U.S. Gas Glut Disappearing
U.S. natural gas prices have risen by a third since hitting a two-decade low in the first quarter, amid signs supply and demand are rebalancing and excess stocks left over from an unusually warm winter are being worked down.
The volume of gas in working storage hit a record 4.01 trillion cubic feet in November 2015 and is still at 3.18 trillion cubic feet, according to the U.S. Energy Information Administration (tmsnrt.rs/29AF787).
Gas stocks are 513 billion cubic feet (19 percent) higher than in the same week in 2015. But the build has shrunk steadily from a record 1.014 trillion cubic feet (69 percent) in March (tmsnrt.rs/29tgsGw).
In response to the earlier slide in prices, the number of rigs drilling for oil and gas across the United States has fallen to the lowest level since World War Two.
By the start of June 2016, there were just 82 rigs drilling for gas, down from over 300 in June 2014, according to services company Baker Hughes.
Output from the unusually productive wells drilled into the Marcellus and Utica shale formations underneath Pennsylvania and Ohio has continued to increase.
But output from older gas-producing states including Texas, Louisiana and Oklahoma has fallen sharply as drilling activity has dried up.
For the United States as a whole, there are no longer enough new oil and gas wells being drilled to replace declining gas output from old wells.
Gross withdrawals of gas from wells were down by nearly 2 percent in April 2016 compared with the same month in 2015 (tmsnrt.rs/29tgDSs).
At the same time, gas consumption is rising, with deliveries to industrial customers and electric power producers sharply up.
Cheap gas has accelerated the structural shift away from coal combustion in electricity production while encouraging the expansion of more gas-intensive industrial processes.
In the short term, the developing imbalance between production and consumption was masked by an unusually warm winter in 2015/16.
Mild weather cut residential and commercial heating demand for gas and left the market carrying unusually high stocks by March 2016.
But the mild weather was at least partially down to the presence of El Nino in the Pacific. As El Nino fades and is replaced by La Nina, the winter of 2016/17 will almost certainly be colder, boosting gas demand.
Declining output while consumption is increasing is clearly unsustainable. As President Richard Nixon’s chief economic advisor Herbert Stein wrote: “If something cannot go on forever, it will stop”.
In the medium term, there will have to be more oil and gas drilling to stabilize gas production and meet growing demand, and that requires higher prices for oil, gas and hydrocarbon liquids.
Futures prices are already anticipating a tighter supply-demand-stocks balance at the end of next winter.
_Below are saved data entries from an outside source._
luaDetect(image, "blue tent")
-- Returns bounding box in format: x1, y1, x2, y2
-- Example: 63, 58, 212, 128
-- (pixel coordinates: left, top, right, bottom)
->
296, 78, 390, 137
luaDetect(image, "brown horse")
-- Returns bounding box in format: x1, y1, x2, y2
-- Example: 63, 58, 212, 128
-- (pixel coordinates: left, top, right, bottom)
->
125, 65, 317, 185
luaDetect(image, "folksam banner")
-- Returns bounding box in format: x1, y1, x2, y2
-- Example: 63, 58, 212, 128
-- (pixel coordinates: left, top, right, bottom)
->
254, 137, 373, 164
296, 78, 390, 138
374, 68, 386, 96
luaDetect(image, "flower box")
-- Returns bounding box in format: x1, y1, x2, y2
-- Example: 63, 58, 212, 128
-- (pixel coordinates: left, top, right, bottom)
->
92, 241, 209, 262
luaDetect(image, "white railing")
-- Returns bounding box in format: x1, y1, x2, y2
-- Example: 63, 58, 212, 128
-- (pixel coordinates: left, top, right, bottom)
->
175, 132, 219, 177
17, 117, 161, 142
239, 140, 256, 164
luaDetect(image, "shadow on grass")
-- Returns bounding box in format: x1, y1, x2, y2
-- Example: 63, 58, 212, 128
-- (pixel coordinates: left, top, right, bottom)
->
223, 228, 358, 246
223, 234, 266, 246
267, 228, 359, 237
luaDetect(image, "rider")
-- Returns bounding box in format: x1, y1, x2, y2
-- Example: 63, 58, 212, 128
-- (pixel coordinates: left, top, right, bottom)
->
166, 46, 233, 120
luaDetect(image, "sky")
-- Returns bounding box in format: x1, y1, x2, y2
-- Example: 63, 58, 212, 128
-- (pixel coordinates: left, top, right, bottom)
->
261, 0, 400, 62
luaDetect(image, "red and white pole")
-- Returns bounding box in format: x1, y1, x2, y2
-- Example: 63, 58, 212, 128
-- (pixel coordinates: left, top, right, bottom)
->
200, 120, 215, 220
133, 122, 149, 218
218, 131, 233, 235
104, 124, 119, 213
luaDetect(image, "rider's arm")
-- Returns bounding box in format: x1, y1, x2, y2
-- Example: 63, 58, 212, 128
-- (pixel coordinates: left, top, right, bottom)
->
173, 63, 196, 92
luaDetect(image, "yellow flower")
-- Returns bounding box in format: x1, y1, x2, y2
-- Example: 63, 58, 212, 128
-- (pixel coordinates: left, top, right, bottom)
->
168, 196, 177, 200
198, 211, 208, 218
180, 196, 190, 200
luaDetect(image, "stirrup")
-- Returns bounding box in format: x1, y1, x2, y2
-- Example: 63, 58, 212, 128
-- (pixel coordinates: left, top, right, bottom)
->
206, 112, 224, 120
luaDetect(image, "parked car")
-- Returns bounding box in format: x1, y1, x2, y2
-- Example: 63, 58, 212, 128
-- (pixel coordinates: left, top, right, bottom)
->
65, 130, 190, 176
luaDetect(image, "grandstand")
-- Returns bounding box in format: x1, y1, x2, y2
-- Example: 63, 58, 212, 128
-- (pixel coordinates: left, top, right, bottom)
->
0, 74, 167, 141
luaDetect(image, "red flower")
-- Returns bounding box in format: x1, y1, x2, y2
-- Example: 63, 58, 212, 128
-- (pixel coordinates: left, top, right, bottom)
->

Futures prices for gas delivered in March 2017 have risen 31 percent from $2.50 to $3.28 per million British thermal units (tmsnrt.rs/29thaDE).
The rise in oil and gas prices over the last four months has sparked a small increase in the number of rigs drilling, though so far mostly targeting oil-rich rather than gas-rich formations.
But moving the market onto a more sustainable supply-demand-stocks trajectory will likely require the rise in oil and gas prices to be sustained and extended to support more drilling activity while curbing consumption growth and exports.